David Bowie said it best: “I still don’t know what I was waiting for, And my time was running wild, A million dead-end streets, Every time I thought I’d got it made, It seemed the taste was not so sweet… Time may change me, but I can’t trace time” Sept. 28th was the last day of the existence of the department I had been part of for the past 8 years. Leadership had decided that the best route for future direction would be to outsource the firm wide department. Needless to say, everyone was shocked. Two months after the initial announcement, I had a different position with the same company and was fortunate enough to have avoided being part of the outsourcing. Not the same for my co-workers. Most applied for and were offered jobs with outsourcing firm, a job yes, but belive me, not the best job offer. Others chose a different direction that suited them much better.
Regardless of the path that someone takes, it’s always hard to deal with change that you have no control over. Being told your department won’t be part of the company anymore can be life-changing. How one deals with the change is the most important thing. I can say everyone that was affected by this change, dealt with it in the best way possible. After the shock wore off, everyone thought of what they needed to do that was best for them and moved on. For me, it meant leaving my department and taking on a new role. This change was good for me – I had been thinking about looking for something different, I just hadn’t wanted it to be because someone else had pushed me in that direction.

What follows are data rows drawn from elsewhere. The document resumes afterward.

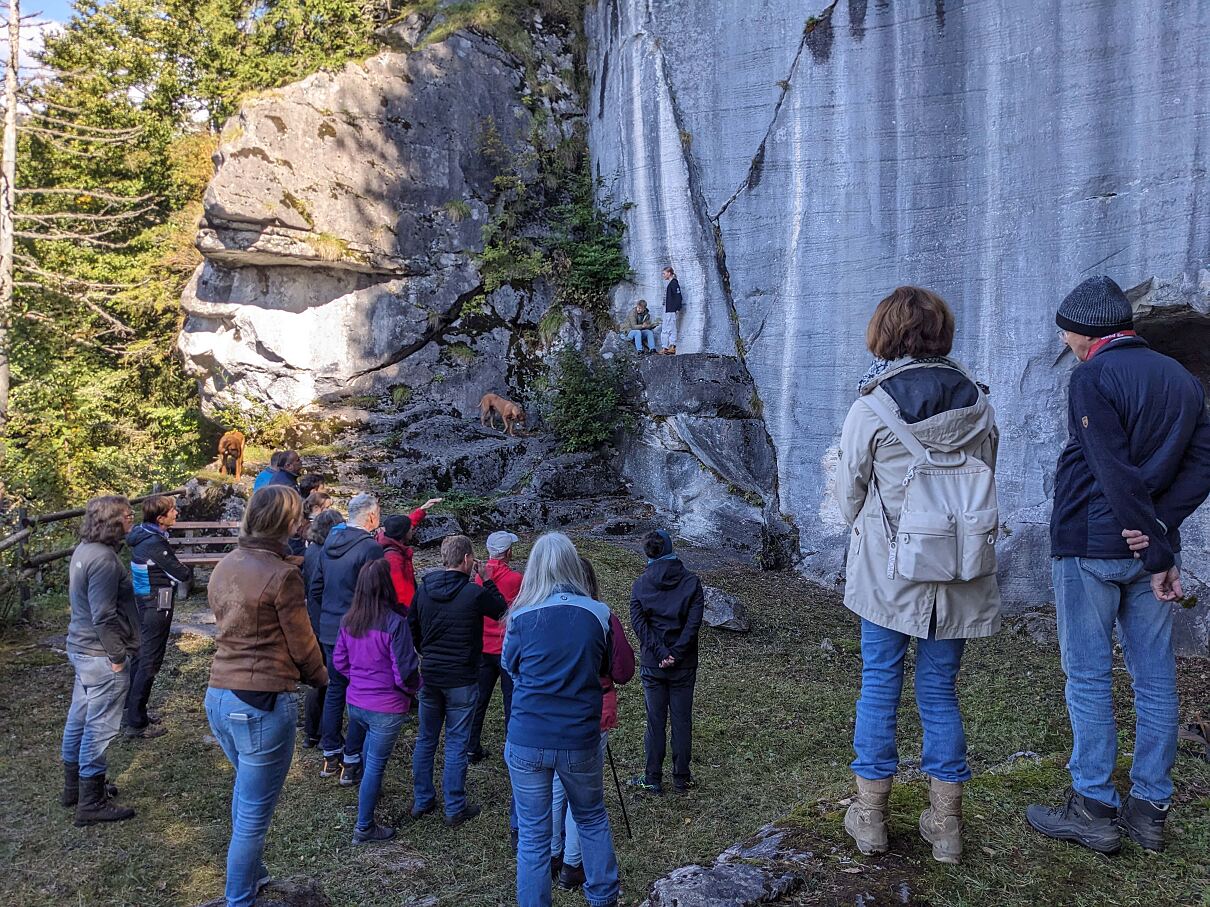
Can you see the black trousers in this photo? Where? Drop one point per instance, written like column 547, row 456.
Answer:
column 668, row 691
column 489, row 670
column 154, row 627
column 312, row 711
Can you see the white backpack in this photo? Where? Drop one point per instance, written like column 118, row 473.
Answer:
column 950, row 515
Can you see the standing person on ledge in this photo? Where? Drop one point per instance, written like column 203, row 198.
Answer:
column 1135, row 467
column 447, row 628
column 673, row 304
column 667, row 605
column 938, row 403
column 103, row 639
column 156, row 571
column 264, row 647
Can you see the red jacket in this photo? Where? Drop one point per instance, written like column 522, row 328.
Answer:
column 621, row 669
column 398, row 555
column 508, row 582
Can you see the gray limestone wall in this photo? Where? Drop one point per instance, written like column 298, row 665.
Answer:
column 796, row 163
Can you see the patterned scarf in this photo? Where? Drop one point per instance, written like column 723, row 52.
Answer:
column 882, row 365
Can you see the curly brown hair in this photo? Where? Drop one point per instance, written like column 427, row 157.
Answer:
column 910, row 322
column 104, row 520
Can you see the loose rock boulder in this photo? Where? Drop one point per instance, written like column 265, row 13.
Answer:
column 724, row 611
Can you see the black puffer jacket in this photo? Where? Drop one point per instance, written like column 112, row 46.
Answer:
column 447, row 625
column 666, row 608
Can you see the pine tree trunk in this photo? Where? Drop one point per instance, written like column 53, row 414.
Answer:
column 7, row 201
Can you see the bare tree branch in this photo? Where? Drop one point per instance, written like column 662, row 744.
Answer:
column 119, row 325
column 128, row 132
column 51, row 217
column 91, row 192
column 75, row 339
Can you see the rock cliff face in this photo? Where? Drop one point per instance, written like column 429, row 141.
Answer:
column 341, row 224
column 796, row 163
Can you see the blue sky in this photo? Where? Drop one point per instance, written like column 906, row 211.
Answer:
column 57, row 10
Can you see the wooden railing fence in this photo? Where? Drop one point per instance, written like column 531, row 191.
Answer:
column 29, row 565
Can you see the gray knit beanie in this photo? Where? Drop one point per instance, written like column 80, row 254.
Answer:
column 1095, row 308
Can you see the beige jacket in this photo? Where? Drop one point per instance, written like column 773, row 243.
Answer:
column 870, row 452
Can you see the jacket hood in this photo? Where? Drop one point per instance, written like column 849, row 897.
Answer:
column 666, row 573
column 445, row 584
column 960, row 410
column 345, row 538
column 392, row 543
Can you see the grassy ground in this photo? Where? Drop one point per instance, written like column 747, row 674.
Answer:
column 772, row 728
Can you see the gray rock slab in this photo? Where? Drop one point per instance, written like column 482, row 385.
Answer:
column 724, row 611
column 992, row 151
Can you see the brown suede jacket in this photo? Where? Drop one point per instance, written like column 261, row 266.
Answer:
column 265, row 640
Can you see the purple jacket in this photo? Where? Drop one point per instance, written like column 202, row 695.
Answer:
column 382, row 668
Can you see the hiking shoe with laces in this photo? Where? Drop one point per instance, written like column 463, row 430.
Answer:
column 330, row 766
column 350, row 774
column 1144, row 822
column 1079, row 820
column 865, row 820
column 651, row 789
column 571, row 877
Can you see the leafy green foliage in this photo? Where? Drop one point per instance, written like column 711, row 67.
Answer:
column 586, row 400
column 98, row 400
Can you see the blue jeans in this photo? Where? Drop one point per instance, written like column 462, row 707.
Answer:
column 638, row 336
column 259, row 745
column 565, row 833
column 332, row 740
column 454, row 708
column 380, row 731
column 96, row 712
column 944, row 751
column 533, row 772
column 1090, row 595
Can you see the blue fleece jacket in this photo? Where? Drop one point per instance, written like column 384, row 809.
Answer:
column 1138, row 455
column 555, row 653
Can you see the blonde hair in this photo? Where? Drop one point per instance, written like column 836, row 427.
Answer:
column 272, row 513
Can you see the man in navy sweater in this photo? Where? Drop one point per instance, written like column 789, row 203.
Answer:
column 1136, row 464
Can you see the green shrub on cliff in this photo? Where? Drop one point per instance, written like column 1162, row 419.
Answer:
column 585, row 406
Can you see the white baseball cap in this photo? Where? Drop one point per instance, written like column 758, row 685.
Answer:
column 500, row 542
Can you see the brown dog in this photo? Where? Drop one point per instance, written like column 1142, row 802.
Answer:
column 231, row 455
column 511, row 414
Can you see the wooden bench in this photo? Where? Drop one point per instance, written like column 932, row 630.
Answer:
column 222, row 536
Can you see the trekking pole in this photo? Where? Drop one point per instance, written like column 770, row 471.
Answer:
column 618, row 785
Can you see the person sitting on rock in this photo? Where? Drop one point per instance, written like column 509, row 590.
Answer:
column 667, row 606
column 284, row 468
column 639, row 327
column 396, row 537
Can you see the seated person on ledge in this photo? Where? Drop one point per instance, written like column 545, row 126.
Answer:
column 639, row 327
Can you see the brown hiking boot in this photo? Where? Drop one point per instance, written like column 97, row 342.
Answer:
column 866, row 818
column 96, row 806
column 940, row 825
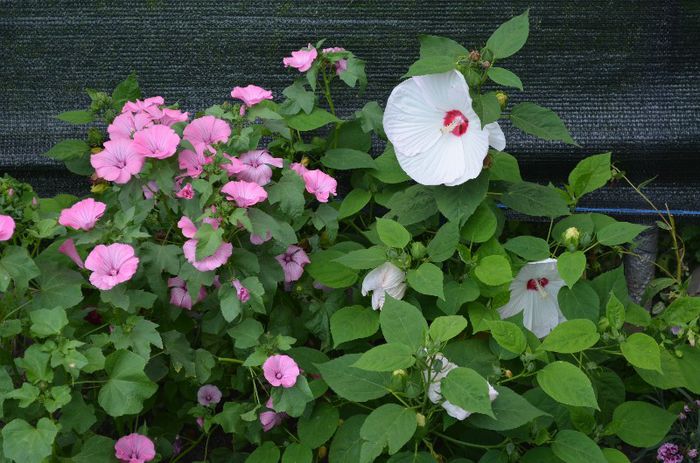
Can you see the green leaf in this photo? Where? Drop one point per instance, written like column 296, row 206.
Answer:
column 353, row 202
column 641, row 424
column 571, row 336
column 576, row 447
column 590, row 174
column 352, row 383
column 528, row 247
column 494, row 270
column 355, row 322
column 535, row 200
column 427, row 279
column 442, row 329
column 571, row 266
column 619, row 233
column 540, row 122
column 386, row 357
column 22, row 442
column 402, row 323
column 467, row 389
column 510, row 36
column 508, row 335
column 642, row 351
column 347, row 159
column 127, row 385
column 389, row 425
column 392, row 233
column 567, row 384
column 505, row 77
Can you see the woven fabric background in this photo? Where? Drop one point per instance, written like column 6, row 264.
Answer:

The first time I recall an unforeseen change happening to me was during the summer right before my senior year in high school. My family had to leave our home in the suburbs and move out to a house in the country. I remember not being happy about this at all. I packed up my room about two days before we had to be out of our house and I was so angry. Being 17, I was a bit self-centered and couldn’t accept the change very easily. My senior year was very hard – a senior class of about 40 people who had known each other all their lives. And here I come, the girl from the city who looked and dressed different. Thankfully, most of the people I met were friendly and welcoming. I eventually adjusted, but didn’t stay in the country for long – moving back to the city about a year and a half after hs graduation.
This most recent change was just as abrupt as my senior year high school move. However, I dealt with it much better this time around. Yes, I was still shocked and angry, but I knew I couldn’t let the anger drive me this time. I hope others out there who had to deal with unforeseen change can find a way to make it work for them as well. It may offer a better opportunity or just a chance to learn about yourself and how you deal with things. David Bowie has made a career of change – I can only hope I’m as successful in my career of change as well.
First post, first thought – I’m tired, why did I start this at 10:00 at night? Otis, who is my and my husband’s dog, is currently asleep, so I can’t look to him for inspiration. Why thedailyopine? Well, I wanted thedailyo, but that was taken, so I took the next best thing. Little bit of a play on the O in Otis. Plan to post thoughts, feelings, or rants. Some days Otis may take over and give his thought on the world as he sees it. So, hope anyone finding and reading this blog enjoys and lives life as Otis – obliviously happy.